Two thousand miles away, the nation's most populous state doesn't seem like much of a concern to Tennessee. But California has become a one-party state largely run by Democrats, and their social and political policies are the ones they seek to export across the rest of the country.

Ohanian ticked off taxes, public investment, business regulations, housing cost, homelessness, education and energy as areas where the state is failing.

The state, he said, has the highest tax rate for top earners in the country - 13.3 percent. Including others taxes, the state's most productive workers have an overall marginal tax rate approaching 50 percent, he said. And less than 150,000 of its 35-40 million people pay half its income tax.

The tax rate, according to Ohanian, is similar to that found in many Western European countries, and, as it is in countries such as France, Belgium and Italy, is depressing the economy.

In the 1960s, as much as 20 percent of California's budget was put into capital projects, such as new schools, transportation, infrastructure and water projects, he said. Today, public investment in the state for capital projects is about 2 percent, which doesn't even allow for keeping up with the depreciation of existing infrastructure, he said.

A Forbes article noted how one of those infrastructure investments, the State Water Project, was designed for a population of 25 million people, has been little changed and currently serves a state with 35-40 million people within its borders. Its highways, a recent headline said, "are some of the poorest in the nation and rapidly getting worse."

A year ago, the Bay Area Council Economic Institute pegged the cost of California's unfunded infrastructure needs at up to $737 billion and possibly as much as $765 billion.

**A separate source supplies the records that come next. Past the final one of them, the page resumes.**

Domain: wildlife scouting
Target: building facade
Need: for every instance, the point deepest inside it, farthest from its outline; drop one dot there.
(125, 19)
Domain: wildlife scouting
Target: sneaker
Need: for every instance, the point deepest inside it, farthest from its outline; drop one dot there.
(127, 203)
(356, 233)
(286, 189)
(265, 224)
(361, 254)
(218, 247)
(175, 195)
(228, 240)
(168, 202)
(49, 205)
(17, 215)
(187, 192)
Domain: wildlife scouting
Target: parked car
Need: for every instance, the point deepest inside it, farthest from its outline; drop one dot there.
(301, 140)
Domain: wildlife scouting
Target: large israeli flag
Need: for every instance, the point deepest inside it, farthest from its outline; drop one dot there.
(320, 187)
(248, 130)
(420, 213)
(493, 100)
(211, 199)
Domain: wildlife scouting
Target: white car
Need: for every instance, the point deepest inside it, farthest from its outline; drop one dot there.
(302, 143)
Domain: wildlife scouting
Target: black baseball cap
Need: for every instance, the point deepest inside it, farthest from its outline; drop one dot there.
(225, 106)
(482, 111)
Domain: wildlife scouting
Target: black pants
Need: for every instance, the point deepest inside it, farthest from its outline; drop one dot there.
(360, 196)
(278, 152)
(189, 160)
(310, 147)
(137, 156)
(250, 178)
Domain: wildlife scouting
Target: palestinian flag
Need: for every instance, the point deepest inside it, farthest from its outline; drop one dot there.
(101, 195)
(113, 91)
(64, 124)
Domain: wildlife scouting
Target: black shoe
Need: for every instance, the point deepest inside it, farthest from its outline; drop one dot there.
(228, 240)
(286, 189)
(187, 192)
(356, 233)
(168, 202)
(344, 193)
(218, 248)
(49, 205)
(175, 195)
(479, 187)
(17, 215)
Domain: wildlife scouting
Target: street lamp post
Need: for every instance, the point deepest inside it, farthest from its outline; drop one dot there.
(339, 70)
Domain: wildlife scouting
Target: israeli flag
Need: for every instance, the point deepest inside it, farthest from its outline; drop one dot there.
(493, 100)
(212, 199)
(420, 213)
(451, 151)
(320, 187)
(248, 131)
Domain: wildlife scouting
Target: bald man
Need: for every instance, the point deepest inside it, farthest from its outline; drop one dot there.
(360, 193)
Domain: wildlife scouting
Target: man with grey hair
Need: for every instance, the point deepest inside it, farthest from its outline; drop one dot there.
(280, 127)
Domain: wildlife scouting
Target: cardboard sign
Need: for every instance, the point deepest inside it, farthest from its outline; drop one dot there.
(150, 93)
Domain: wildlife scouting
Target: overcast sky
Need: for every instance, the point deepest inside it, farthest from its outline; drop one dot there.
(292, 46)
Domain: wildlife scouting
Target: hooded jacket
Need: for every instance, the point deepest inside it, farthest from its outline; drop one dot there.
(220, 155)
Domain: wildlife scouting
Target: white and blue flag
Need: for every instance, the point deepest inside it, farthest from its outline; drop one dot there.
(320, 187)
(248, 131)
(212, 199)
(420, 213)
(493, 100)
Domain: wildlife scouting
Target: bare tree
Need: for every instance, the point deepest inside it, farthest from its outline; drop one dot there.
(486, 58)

In the same era as the original investments were made, housing in the state was about 35 percent higher than in the rest of the country, Ohanian said. But land restrictions since then have driven such prices to 200 percent higher than the national average. To increase affordability, he said, the state needs to ease some of the restrictions to make it easier and less expensive to build.

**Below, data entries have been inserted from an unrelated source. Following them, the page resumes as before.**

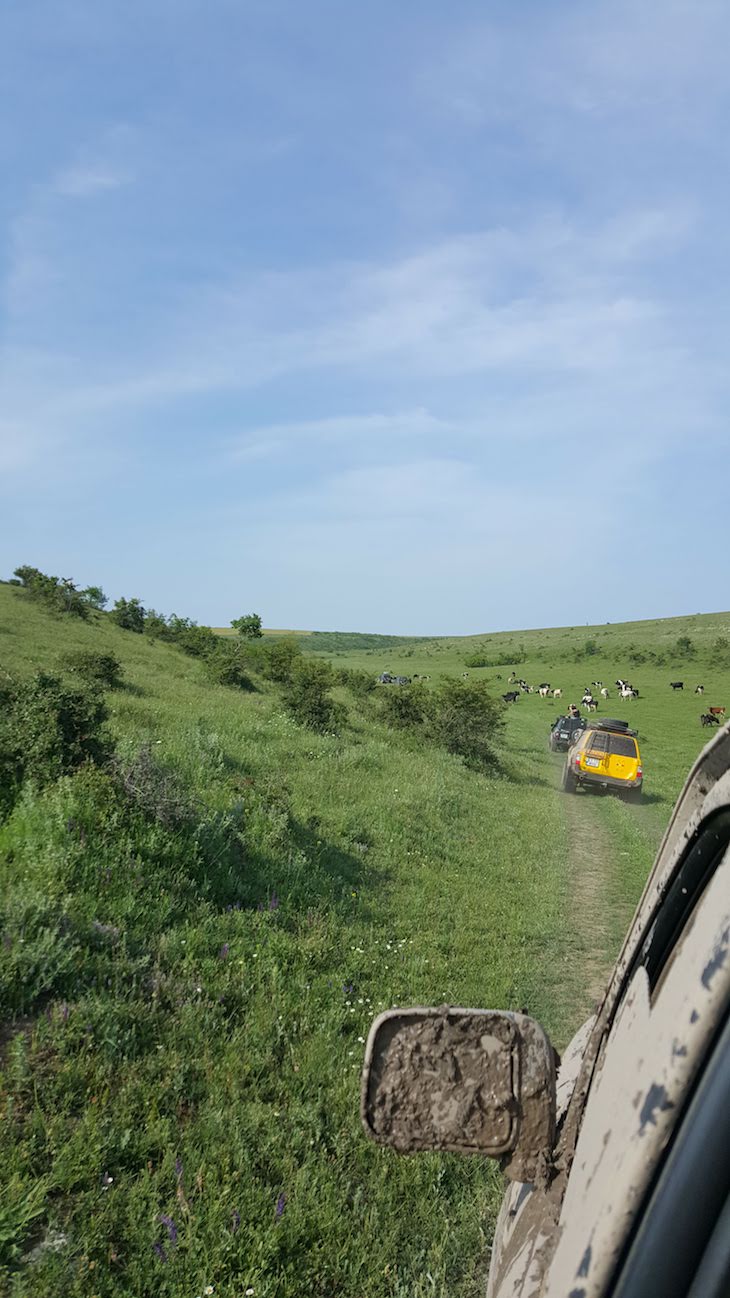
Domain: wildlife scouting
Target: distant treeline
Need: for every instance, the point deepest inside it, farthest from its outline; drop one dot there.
(342, 641)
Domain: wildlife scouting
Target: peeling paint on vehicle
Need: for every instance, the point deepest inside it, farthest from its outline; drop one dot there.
(717, 959)
(656, 1101)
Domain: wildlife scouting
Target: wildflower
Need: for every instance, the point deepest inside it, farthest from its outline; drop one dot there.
(170, 1227)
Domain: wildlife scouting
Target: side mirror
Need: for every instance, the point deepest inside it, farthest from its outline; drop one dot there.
(470, 1081)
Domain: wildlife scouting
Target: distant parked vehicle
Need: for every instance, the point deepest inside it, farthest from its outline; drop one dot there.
(616, 1157)
(564, 732)
(605, 754)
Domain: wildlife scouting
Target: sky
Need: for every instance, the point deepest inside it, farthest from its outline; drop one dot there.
(407, 318)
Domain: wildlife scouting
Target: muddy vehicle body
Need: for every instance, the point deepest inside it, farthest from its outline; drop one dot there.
(605, 756)
(617, 1157)
(564, 732)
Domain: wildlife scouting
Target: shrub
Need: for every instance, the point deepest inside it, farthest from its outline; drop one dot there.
(277, 658)
(198, 641)
(404, 706)
(361, 684)
(99, 669)
(465, 719)
(50, 728)
(155, 624)
(683, 648)
(60, 595)
(225, 667)
(248, 626)
(308, 698)
(129, 614)
(720, 652)
(95, 597)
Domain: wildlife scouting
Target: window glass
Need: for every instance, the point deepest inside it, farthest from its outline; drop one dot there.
(622, 745)
(598, 743)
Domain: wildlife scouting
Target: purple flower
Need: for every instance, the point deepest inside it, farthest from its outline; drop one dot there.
(170, 1227)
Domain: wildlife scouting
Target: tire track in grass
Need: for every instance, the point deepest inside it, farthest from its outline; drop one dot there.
(590, 850)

The state's once top public schools now rank near the bottom among the states. Two reasons for that, he said, are teacher tenure rules that keep the worst teachers employed and a lack of merit-based pay.

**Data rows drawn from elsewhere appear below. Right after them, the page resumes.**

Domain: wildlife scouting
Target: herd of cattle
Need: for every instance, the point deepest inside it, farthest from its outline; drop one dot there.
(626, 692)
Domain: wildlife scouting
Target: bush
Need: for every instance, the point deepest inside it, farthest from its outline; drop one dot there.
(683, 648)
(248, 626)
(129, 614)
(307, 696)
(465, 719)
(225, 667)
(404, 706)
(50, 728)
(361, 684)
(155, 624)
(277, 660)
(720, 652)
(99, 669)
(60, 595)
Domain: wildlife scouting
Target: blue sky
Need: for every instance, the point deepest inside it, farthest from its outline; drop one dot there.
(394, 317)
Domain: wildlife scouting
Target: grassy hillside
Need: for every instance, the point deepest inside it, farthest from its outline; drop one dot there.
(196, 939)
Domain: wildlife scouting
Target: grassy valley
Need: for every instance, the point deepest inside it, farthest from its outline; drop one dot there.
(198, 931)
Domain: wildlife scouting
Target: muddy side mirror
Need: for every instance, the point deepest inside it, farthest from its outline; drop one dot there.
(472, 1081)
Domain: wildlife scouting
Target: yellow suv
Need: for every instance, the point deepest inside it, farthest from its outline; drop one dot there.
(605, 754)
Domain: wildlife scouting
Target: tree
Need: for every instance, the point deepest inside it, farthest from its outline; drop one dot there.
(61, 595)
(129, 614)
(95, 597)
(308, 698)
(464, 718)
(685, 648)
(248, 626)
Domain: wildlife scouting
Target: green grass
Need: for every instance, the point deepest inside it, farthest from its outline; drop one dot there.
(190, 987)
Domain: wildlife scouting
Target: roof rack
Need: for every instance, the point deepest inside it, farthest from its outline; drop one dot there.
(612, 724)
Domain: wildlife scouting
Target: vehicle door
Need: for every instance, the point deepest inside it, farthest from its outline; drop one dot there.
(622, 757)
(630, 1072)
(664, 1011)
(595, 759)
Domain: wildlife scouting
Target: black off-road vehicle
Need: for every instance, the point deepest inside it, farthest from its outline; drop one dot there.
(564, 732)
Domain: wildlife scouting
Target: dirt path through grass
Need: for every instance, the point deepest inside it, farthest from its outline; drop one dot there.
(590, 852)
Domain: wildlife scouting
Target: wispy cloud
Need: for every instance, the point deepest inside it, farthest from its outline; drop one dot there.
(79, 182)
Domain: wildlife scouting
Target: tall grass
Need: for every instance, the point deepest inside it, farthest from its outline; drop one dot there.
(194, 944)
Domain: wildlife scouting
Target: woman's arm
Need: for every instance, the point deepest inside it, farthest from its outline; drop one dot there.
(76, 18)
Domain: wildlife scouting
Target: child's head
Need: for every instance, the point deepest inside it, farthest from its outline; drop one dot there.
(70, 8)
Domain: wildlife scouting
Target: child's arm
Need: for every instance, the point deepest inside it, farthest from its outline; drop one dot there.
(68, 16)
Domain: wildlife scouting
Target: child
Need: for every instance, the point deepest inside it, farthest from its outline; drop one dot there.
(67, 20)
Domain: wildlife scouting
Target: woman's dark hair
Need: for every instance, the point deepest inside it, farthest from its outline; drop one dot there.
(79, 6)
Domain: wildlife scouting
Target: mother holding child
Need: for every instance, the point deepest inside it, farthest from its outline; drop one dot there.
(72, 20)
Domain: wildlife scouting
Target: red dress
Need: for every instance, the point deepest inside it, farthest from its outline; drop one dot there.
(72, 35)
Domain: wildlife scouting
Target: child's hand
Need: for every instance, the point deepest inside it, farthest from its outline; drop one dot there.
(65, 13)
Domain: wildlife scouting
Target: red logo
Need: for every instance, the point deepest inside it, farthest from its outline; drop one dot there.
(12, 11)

On energy, Ohanian said, while the state prides itself on reducing carbon emissions, its efforts make very little difference in the whole scheme of things. But the price Californians are paying for that reduction, perhaps $30,000 per household, only make affordable housing out of the reach of more residents, he said.

Ironically, he said, the increased costs of housing and energy drive residents farther from the city, increasing their use of cars and other transportation, and the attendant pollutants.

What Ohanian touches on very little is where California's money is spent. Despite its now less-than-stellar schools, the state spends one-third of its money on them. Its 2018 budget also allotted $105.6 billion for health care, mostly through the state's Medi-Cal program for low-income residents, of which more than one in three Californians are part. Those residents are also funded for dental and vision services.

A now 3-year-old program also provides cash payments to those who earn too little to pay state income taxes, and the threshold to get on that list has widened significantly.

Indeed, California's spending on the financially needy - $103 billion, according to a November 2017 report - is more than that spent by the next two states on the list combined.

Huge outlays also go to the pensions of public-sector employees. Current projections, according to the Los Angeles Times, show that, minus big changes, those funds soon will come up billions of dollars short of future obligations.

Further, California's debt has been variously estimated to be between $1.3 trillion to $2.3 trillion.

Its situation, according to demographer Joel Kotkin, quoted in Forbes, is a "state run for the very rich, the very poor and the public employees," and, according to a study by U.S. News, "ranks dead last among U.S. states in quality of life."

California, in other words, has lost its way. It sought to be a government-run panacea and is on its way to being a U.S. Venezuela. It's one very good reason voters should think twice about putting candidates who espouse such government-as-nanny policies in place.